Note that you cannot save null in lists.

Lists of Lists, and Other Nested Objects

You can only update (patch) global variables one level deep. For example, if you have a list that contains a list, you can update the entire inner list with a new value, but you cannot update a particular element of the inner list. Similarly, you cannot update subsets of data frames.

For example, if you have in your model

salesTeam <<- list( 
    list(manager="J. Smith", numReports=5, region="West"), 
    list(manager="R. Doe", region="South") 
)

then you can access the list element with details about J. Smith using numeric indices:

salesTeam[[1]]

returns

{
    "salesTeam[[1]]": {
        "manager": [
            "J. Smith"
        ],
        "region": [
            "West"
        ],
        "numReports": [
            5
        ]
    }
}

However, you cannot access or update ONLY the region element for J. Smith.
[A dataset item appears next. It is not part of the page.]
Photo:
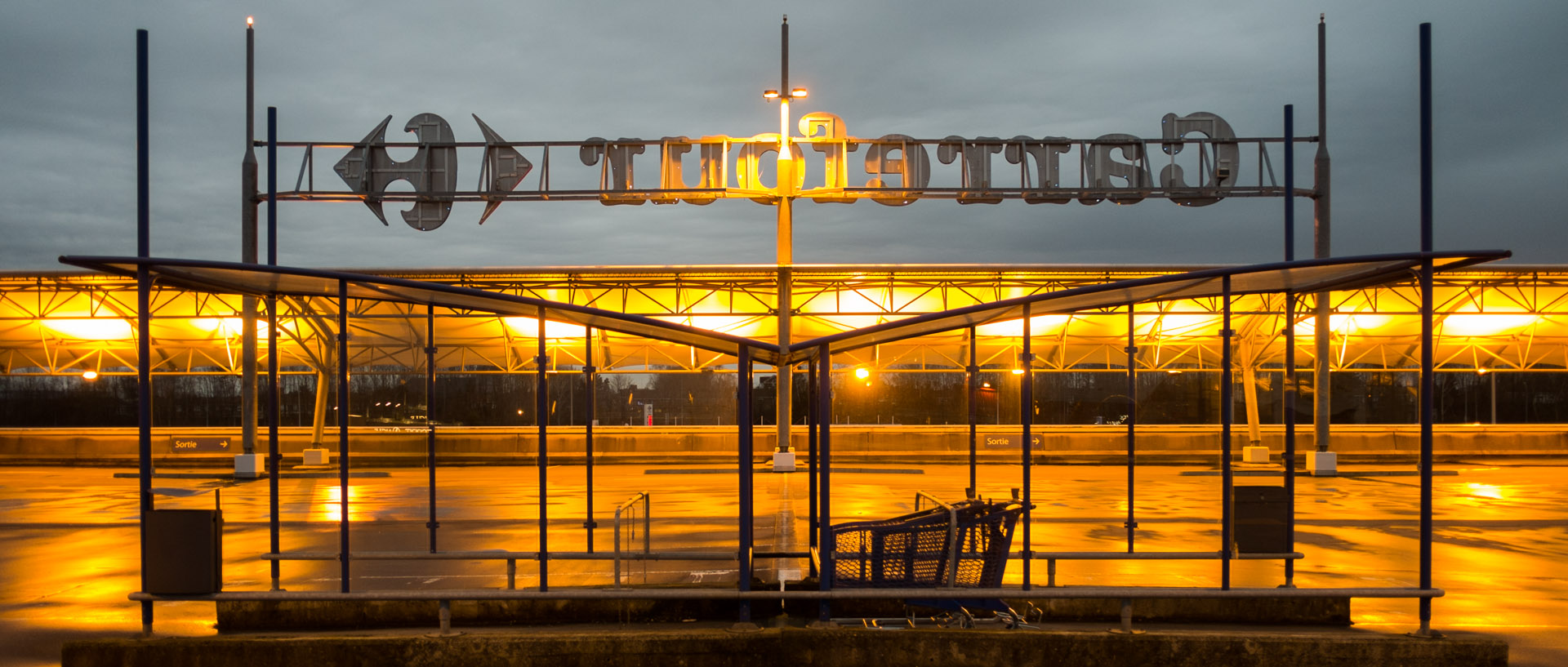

Note that you cannot save null in lists.

Data Frames

To update or reference an entire data frame, use the name of the data frame variable.

To update (patch) or reference a data frame element, you can use:

  • numeric indices with [[
  • numeric indices with [, if the data contains objects
  • a reference to a named element, with [[ or [ (depending on the type of the element)

For example, if you use the built-in data frame example of mtcars in your model

dfCars <<- mtcars

then to display the cylinders in a Mazda you could use:

dfCars[[1,2]]
dfCars[['Mazda RX4', 'cyl']]

to get the value 6. (You could also use [ and get the same response, because the data in this case is an integer.)

If you are using Flow.js, this looks like:

<span data-f-bind="dfCars[1,2]"></span>
<input data-f-bind="dfCars['Mazda RX4', 'cyl']"></input>

And if you are using the Run API, this looks like:

curl -G \
    'https://api.forio.com/v2/run/acme-simulations/sample-r-model/000001576501ce3b3387aa984aa94676ae17/variables/dfCars[1,2]' \
    --header 'Authorization: Bearer eyJhbGciOiJSUzI1NiJ9'

curl -X PATCH \
    'https://api.forio.com/v2/run/acme-simulations/sample-r-model/000001576501ce3b3387aa984aa94676ae17/variables' \
    --header 'Content-Type:application/json' \
    --header 'Authorization: Bearer eyJhbGciOiJSUzI1NiJ9' \
    --data '{"dfCars['Mazda RX4', 'cyl']": "8"}'

Calling Operations

You can call any operation (function) in your R model from your project's user interface.

For example, in Flow.js, add the operation to an element on the page, or call it when the run is created:

<button data-f-on-click="advanceMyModel(1)">Advance One Step</button>

In addition to the operations that you have defined yourself, you can also call the operation reset():

  • This operation takes no arguments.

  • This operation returns a new run, that is, a new instantiation of your model for an end user to play with. (Remember that a run is a collection of interactions with a model.) For example, this is useful if your end user needs to "start over" to create a new scenario within your project.

  • Note that the reset() operation can ONLY be called from your project's user interface if you are using Flow.js. (Under the hood, this is not an operation as defined for the RESTful Run API. If you are building your project's user interface with the Epicenter RESTful APIs, you should just create a new run instead of calling reset().)